Svelata ieri sera alla Ducati World Premiere a Milano la probabile regina di EICMA 2018, l'arma totale con cui Ducati intende sfidare ad armi pari la Kawasaki del fenomeno Jonathan Rea nel prossimo mondiale Superbike al via in Australia a Phillip Island a fine febbraio

La Panigale V4 R raccoglie la sfida dalla precedente e bellissima bicilindrica di Borgo Panigale che nulla ha potuto contro le "verdone" di Akashi, che per essere battute richiedevano veramente una rivoluzione. Ecco quindi la V4 nella versione più estrema (di sempre), con omologazione Superbike (homologation special) e motore di cilindrata 1000, protagonista del gran finale della Premier annuale Ducati ieri sera a Milano.

Michele Pirro, pilota e tester ufficiale della casa bolognese, aveva recentemente compiuto qualche giro dimostrativo con la Superbike in Inghilterra a margine della prova del BSB a Brands Hatch. Ora arrivano dati e specifiche tecniche.

Rispetto alla versione "base" la R è ancora più spinta e prende a piene mani dall'esperienza MotoGP della casa di Borgo Panigale. Le modifiche non si limitano al motore e alle sospensioni, ma comprendono anche un nuovo pacchetto aerodinamico con carena dotata di alette in carbonio sviluppata da Ducati Corse in collaborazione con il Centro Stile.

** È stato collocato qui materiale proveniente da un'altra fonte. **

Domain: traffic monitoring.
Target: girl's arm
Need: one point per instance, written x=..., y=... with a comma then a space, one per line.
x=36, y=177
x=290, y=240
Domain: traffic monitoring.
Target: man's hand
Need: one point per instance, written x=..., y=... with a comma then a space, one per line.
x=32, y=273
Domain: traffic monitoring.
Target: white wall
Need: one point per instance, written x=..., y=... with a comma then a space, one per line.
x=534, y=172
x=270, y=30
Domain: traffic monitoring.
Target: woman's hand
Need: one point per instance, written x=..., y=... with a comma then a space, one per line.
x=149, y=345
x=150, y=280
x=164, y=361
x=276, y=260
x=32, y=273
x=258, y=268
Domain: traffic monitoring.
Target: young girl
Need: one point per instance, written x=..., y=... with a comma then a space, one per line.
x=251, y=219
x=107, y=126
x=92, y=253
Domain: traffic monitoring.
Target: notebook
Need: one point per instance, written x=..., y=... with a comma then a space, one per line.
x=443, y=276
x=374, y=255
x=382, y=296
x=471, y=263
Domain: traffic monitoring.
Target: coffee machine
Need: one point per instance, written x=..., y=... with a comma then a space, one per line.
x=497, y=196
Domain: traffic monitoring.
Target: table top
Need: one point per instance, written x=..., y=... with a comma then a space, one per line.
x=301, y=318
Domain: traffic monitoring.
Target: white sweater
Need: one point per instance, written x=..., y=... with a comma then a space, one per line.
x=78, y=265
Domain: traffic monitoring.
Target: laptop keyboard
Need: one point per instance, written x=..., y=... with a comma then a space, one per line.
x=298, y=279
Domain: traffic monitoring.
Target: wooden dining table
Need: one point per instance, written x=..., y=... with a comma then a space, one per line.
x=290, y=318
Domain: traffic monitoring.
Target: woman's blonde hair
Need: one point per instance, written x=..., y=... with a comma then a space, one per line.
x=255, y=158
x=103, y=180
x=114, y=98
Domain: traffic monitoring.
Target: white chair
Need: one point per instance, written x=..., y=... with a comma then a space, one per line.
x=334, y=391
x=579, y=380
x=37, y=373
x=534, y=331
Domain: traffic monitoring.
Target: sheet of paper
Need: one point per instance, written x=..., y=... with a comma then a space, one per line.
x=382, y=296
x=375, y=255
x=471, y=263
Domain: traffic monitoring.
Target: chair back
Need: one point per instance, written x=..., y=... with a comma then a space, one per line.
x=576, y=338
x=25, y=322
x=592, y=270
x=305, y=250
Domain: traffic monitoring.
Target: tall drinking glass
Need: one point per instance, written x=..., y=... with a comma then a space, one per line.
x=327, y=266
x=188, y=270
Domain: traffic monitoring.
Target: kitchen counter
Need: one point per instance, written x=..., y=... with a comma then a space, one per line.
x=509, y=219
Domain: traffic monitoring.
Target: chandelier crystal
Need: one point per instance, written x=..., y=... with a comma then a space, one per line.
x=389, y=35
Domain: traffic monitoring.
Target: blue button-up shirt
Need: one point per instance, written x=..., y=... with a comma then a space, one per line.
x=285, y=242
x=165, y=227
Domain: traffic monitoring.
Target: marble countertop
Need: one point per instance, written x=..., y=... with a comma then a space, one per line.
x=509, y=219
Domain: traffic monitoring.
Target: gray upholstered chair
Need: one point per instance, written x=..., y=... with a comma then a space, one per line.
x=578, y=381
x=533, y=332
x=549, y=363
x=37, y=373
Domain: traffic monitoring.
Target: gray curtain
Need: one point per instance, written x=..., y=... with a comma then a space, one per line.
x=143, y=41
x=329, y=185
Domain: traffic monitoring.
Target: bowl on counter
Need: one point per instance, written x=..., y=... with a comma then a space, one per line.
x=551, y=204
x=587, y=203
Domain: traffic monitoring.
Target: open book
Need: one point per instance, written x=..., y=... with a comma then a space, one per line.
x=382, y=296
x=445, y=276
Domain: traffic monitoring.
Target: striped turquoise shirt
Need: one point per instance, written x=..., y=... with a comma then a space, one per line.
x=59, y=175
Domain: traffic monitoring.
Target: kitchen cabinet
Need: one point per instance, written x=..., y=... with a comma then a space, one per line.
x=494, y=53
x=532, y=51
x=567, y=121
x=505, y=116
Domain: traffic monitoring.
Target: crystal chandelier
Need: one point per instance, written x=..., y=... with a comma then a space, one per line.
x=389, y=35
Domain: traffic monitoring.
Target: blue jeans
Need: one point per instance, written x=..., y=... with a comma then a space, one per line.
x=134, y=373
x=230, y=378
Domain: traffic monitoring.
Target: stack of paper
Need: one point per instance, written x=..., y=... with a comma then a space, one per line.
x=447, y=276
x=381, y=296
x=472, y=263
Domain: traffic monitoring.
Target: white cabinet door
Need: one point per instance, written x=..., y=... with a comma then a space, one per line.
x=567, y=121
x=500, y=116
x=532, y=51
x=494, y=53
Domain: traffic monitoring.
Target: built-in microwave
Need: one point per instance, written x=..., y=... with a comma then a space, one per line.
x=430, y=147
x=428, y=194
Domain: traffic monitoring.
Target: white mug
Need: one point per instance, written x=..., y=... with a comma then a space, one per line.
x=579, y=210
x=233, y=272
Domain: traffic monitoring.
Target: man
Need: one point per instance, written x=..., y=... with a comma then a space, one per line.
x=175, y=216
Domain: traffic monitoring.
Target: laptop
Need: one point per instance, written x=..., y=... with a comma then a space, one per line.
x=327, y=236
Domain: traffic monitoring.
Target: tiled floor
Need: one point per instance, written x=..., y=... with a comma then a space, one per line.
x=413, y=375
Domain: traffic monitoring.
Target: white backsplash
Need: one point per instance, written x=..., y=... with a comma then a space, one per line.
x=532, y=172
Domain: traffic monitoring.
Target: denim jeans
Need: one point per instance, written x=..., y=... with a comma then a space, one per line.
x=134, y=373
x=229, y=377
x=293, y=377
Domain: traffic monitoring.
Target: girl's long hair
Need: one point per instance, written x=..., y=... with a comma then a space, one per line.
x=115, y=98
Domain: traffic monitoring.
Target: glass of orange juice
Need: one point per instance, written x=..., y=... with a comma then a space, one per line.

La Panigale V4 R vista ieri sera è la versione stradale della moto del WSBK e rappresenta la base tecnica di partenza per le Ducati Superbike ufficiali che scenderanno in pista nel Campionato Mondiale a partire dalla stagione 2019.

Il motore Desmosedici Stradale da 1.103 cm3 lascia il posto al Desmosedici Stradale R da 998 cm3, per rientrare nei limiti di cilindrata imposti dal campionato WSBK. A differenza del V4 di maggiore cilindrata ha un carattere più estremo, con una erogazione “appuntita”, e componenti interni alleggeriti, che contribuiscono a ridurre il peso della moto di 2 Kg rispetto alla Panigale V4S, portandolo a 193 Kg.

I numeri parlano di 221 CV (162 kW) erogati a 15.250 giri/minuto (valori riferiti all’omologazione EU), 2.250 giri/minuto più in alto rispetto al picco di potenza massima del motore V4 da 1.103 cm3. Montando lo scarico full-racing Akrapovič la potenza massima sale fino a 234 CV (172 kW) a 15.500 giri/minuto. La sfida a Kawasaki è lanciata.